Over the years, black market cannabis has been spiked with all sorts of nasty substances, like the hallucinogen PCP and the herbicide paraquat. The evidence that fentanyl is in the cannabis supply, however, simply doesn’t exist.

“It’s crazy that this story is coming out from our leaders,” Dan Ciccarone, an epidemiologist at the University of California-San Francisco, said to BuzzFeed News. “It shows that concerns about fentanyl have reached the level of moral panic. Fear outweighs rational evidence. There is scant evidence for cannabis laced with fentanyl.”

When pressed for sources regarding the fentanyl claim, White House officials cited a speech given by NIDA’s director, Nora Volkow, last year. In it, Volkow briefly mentioned that drug dealers were lacing cannabis with fentanyl.

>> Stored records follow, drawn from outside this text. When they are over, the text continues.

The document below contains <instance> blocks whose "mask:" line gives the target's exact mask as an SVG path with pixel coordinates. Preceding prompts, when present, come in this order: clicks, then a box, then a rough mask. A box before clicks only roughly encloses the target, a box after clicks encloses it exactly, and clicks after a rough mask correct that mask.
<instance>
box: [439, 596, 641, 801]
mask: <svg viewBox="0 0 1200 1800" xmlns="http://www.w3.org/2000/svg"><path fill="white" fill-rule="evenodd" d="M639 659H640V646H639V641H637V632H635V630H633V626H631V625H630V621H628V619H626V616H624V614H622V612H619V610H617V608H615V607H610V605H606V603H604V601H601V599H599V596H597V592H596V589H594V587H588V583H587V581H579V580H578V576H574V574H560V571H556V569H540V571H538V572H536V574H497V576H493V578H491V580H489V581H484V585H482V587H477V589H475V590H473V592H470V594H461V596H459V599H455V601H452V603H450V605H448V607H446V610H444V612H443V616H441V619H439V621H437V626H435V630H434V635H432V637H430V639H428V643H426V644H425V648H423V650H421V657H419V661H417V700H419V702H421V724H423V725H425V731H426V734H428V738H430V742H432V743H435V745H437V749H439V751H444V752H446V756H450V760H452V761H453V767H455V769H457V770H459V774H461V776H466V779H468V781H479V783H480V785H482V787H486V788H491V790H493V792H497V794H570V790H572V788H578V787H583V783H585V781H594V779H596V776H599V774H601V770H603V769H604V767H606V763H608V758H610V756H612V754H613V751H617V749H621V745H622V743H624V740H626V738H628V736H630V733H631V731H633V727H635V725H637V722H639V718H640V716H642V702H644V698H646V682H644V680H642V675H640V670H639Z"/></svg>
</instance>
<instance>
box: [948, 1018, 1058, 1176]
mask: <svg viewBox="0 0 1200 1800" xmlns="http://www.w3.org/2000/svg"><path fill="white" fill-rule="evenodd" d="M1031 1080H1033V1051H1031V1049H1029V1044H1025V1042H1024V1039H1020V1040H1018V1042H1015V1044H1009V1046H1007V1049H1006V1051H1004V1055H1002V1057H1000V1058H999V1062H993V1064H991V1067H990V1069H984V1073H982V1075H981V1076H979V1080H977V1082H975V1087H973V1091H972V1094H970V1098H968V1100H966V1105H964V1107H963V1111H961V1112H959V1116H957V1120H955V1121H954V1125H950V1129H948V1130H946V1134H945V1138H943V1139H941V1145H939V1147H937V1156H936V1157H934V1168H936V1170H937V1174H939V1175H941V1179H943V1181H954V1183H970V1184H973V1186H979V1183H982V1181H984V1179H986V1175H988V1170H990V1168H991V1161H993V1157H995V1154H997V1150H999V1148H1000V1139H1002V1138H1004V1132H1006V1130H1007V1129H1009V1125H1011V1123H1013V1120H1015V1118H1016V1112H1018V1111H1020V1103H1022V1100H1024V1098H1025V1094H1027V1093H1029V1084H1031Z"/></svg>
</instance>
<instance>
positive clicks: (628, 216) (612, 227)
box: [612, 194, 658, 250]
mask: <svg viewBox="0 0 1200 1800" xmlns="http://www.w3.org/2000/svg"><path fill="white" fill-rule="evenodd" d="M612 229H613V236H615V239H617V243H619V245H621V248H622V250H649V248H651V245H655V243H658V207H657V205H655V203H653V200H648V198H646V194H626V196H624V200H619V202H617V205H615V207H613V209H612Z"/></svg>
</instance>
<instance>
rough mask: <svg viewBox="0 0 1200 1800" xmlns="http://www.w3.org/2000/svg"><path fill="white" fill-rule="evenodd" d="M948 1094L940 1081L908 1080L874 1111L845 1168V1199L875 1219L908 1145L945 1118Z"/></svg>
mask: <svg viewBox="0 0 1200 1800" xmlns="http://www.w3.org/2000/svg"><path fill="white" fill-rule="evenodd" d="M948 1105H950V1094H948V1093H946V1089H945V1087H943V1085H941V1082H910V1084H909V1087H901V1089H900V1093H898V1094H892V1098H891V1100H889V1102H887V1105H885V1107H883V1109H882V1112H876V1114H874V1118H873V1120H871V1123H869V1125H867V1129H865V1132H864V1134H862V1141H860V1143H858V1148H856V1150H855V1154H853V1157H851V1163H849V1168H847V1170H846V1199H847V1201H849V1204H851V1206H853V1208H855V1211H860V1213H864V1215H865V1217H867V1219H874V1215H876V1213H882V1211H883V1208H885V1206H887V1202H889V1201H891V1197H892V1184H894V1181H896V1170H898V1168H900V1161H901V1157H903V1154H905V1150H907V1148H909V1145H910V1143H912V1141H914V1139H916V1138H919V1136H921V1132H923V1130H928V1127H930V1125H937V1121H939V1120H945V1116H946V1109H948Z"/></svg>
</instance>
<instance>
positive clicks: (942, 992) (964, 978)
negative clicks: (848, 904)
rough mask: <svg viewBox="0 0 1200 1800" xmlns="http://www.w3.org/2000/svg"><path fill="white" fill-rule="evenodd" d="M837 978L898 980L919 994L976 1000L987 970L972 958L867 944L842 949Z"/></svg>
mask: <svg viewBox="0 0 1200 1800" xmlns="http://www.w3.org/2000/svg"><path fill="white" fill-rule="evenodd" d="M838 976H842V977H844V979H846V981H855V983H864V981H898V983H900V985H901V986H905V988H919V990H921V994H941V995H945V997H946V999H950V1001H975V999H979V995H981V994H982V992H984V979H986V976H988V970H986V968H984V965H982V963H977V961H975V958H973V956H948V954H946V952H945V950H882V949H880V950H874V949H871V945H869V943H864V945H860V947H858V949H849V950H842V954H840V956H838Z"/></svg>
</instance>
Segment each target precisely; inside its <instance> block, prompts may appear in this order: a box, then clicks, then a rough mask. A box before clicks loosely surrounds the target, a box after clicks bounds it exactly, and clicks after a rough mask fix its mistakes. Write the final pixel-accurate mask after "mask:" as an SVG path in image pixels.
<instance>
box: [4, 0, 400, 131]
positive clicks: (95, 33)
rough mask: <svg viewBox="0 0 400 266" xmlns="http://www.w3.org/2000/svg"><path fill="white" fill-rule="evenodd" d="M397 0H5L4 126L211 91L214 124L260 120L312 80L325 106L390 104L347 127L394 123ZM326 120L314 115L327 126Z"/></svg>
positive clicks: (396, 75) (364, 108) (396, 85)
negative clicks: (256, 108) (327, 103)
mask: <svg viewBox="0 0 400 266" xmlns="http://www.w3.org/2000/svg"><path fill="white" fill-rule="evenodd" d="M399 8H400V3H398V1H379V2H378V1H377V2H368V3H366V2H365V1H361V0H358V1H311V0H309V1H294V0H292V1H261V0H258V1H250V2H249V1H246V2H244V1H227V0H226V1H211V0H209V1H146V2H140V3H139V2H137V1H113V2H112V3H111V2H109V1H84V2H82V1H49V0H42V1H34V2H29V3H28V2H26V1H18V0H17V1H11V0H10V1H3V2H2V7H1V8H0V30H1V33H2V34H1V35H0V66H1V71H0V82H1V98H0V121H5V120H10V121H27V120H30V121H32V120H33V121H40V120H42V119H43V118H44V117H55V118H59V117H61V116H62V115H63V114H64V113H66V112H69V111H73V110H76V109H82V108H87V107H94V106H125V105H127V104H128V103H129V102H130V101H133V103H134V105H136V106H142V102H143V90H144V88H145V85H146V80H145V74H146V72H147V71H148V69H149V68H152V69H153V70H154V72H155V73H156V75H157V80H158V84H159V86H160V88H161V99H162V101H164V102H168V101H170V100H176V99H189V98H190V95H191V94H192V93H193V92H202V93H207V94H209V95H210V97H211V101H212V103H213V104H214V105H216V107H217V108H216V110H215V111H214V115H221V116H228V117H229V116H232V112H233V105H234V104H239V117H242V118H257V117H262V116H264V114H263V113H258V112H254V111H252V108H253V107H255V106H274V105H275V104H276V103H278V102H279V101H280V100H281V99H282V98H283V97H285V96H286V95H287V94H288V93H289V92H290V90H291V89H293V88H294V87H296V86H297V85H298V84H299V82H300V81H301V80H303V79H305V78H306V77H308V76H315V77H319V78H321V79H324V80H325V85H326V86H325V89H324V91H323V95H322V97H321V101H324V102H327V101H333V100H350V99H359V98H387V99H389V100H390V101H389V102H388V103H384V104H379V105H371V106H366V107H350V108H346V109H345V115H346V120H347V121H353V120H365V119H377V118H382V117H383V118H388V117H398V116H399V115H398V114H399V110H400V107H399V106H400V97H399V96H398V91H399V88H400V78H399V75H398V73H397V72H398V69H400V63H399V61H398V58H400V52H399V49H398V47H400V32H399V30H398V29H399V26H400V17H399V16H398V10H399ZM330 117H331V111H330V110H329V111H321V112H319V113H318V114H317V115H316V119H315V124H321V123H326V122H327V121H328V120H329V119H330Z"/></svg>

According to the DEA’s senior chemist, Jill Head, US agencies haven’t seized any weed containing fentanyl. As Buzzfeed suggests, the myth likely started from a bogus 2015 Vancouver police report. Vancouver PD later admitted they hadn’t seen cannabis spiked with the opioid.

Fentanyl, an ultra-potent painkiller that can be 100 times more powerful than morphine, has been found in crystal meth, heroin, and cocaine. By itself, fentanyl can be deadly, with as little as 2 mg triggering a fatal overdose. Its lethality amplifies when combined with other street drugs.

While weed may not contain fentanyl, one American fentanyl producer has tried to cash in on cannabis-like compounds — while campaigning against legalizing the plant. Insys Therapeutics, based in Arizona, received FDA approval in 2016 for its synthetic THC drug Syndros, at the same time it spent $500,000 to defeat the state’s legalization bill.  

The following year, Arizona’s Attorney General sued Insys for lying about the dangers of fentanyl and worsening the state’s opioid crisis. In 2017, the US Department of Justice fined Insys $150 million over the company’s fraudulent fentanyl scheme, which included the company’s top executives and at least three medical doctors.